Mushnick’s chief beef is with the song "Smoke Again," a weed anthem from 2013’s Acid Rap. To Mushnick’s point, it has some pretty gross lyrics:
My dick won't even call her
’cause she left all that lipstick
And sure, Chance shouldn't get a pass on that one. Facing misogyny in hip-hop matters, and the genre's otherwise progressive figureheads aren't exempt. But if Chance came up posturing—as young rappers and most 19-years-olds do—he’s more than pivoted since. Attacking an old track is a waste of air.

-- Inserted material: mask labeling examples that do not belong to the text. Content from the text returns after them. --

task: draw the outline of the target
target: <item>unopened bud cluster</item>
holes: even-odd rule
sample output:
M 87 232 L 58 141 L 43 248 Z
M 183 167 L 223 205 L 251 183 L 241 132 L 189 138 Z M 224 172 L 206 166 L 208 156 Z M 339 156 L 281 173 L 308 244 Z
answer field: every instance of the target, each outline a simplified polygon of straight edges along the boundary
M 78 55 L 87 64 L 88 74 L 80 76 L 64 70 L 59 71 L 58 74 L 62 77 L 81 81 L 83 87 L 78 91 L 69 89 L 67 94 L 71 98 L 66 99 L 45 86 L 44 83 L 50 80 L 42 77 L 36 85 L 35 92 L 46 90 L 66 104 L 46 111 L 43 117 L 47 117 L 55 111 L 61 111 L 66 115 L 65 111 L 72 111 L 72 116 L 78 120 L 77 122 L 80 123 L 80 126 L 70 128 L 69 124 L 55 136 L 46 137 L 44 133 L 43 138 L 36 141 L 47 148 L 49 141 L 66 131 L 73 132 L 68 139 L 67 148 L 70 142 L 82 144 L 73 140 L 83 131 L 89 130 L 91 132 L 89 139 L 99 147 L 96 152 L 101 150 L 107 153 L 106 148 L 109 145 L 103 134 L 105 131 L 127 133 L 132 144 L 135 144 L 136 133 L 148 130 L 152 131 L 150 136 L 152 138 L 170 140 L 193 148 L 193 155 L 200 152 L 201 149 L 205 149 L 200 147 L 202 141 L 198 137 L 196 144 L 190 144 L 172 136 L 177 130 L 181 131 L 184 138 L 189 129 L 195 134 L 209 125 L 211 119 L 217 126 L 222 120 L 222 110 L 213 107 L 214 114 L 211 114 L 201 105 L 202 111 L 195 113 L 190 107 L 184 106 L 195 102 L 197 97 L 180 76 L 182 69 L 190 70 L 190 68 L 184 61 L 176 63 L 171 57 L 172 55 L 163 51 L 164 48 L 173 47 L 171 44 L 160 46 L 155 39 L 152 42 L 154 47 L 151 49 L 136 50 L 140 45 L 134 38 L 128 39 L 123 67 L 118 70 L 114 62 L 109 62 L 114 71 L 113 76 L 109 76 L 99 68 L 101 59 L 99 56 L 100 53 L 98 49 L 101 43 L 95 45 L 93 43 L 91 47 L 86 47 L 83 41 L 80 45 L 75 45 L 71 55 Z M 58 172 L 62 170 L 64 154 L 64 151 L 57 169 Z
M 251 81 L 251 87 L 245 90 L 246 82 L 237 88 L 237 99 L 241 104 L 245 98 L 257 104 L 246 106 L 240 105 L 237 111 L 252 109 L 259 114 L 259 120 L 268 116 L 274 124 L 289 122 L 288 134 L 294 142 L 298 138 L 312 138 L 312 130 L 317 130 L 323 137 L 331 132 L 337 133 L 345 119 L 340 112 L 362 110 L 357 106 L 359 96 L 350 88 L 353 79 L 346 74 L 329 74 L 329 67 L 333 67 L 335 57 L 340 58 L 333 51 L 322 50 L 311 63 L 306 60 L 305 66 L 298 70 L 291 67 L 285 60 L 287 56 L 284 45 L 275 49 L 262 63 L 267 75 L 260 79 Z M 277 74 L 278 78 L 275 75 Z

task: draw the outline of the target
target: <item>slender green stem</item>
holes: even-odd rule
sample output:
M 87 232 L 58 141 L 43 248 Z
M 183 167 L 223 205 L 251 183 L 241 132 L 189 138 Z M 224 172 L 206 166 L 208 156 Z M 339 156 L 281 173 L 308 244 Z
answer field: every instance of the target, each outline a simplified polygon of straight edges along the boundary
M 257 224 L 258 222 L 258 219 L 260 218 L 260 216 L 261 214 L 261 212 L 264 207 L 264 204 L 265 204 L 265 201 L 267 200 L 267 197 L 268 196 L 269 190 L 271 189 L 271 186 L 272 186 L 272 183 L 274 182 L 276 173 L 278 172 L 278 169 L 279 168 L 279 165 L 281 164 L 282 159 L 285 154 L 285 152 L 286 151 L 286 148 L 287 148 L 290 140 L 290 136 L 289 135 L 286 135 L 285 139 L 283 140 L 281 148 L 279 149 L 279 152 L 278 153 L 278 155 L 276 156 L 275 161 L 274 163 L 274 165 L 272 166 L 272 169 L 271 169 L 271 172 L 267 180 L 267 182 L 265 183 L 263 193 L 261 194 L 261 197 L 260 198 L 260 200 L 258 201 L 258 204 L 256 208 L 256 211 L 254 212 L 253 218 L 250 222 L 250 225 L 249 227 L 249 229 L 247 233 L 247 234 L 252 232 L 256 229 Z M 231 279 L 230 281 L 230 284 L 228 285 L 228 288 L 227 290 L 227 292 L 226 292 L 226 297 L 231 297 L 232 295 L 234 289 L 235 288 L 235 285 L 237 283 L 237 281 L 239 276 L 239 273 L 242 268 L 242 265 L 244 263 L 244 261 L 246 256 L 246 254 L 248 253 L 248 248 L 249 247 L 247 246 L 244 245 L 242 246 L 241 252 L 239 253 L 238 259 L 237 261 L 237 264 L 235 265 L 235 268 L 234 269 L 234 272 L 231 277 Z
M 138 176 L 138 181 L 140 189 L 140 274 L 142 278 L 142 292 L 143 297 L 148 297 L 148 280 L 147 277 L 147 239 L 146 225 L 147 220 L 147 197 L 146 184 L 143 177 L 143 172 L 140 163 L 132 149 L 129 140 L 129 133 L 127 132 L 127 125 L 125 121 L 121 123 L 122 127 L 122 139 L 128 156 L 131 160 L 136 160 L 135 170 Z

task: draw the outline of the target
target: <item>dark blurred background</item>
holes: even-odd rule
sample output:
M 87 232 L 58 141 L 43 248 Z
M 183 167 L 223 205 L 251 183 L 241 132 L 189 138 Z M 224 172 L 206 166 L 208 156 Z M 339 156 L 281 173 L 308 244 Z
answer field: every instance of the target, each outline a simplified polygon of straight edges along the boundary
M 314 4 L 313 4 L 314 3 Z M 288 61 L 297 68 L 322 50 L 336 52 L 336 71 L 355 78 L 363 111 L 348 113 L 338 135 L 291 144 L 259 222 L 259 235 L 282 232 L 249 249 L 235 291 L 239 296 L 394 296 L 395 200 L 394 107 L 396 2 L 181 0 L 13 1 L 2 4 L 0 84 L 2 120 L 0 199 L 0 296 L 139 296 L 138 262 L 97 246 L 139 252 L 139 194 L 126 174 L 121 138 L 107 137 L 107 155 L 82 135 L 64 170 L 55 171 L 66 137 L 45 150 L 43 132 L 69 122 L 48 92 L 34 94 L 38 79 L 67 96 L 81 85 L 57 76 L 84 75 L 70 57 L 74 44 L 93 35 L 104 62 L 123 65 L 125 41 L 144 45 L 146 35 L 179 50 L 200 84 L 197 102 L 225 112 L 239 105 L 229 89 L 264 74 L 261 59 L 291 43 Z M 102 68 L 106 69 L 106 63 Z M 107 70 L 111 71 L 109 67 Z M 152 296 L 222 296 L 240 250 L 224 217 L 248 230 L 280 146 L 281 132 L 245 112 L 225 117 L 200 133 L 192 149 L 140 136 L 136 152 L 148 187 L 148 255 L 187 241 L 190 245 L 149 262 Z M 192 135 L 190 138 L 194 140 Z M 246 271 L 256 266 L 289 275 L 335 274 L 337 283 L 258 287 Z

In fact, had Mushnick flipped a song past "Smoke Again" on Acid Rap, he’d have heard Chance lament the very street violence Mushnick thinks he's trumpeting:
My big homie died young; just turned older than him
I seen it happen, I seen it happen, I see it always
He still be screaming, I see his demons in empty hallways
Funerals for little girls, is that appealing to you?
From your cubicle desktop, what a beautiful view
Two songs past that, he’d hear Chance tell his dad he loves him. A few singles later, he'd get Chance dedicating “Sunday Candy” to his grandma. Next would come “Angels,” in which Chance condemns Xanax, tells kids to stay in school, and quite literally vows to “clean up the streets.” Not to mention he spent last winter raising money to buy convertible jacket-sleeping bags for the homeless.
If Mushnick wants to save pop music from sexism—and dictate the right kind of role models for Chicago—he could stand to pick a worse guy than Chance. Is the kid a model progressive? Not exactly. But should he be allowed—even celebrated—for tossing out a ceremonial first pitch in the city he champions? Yeah, he should be.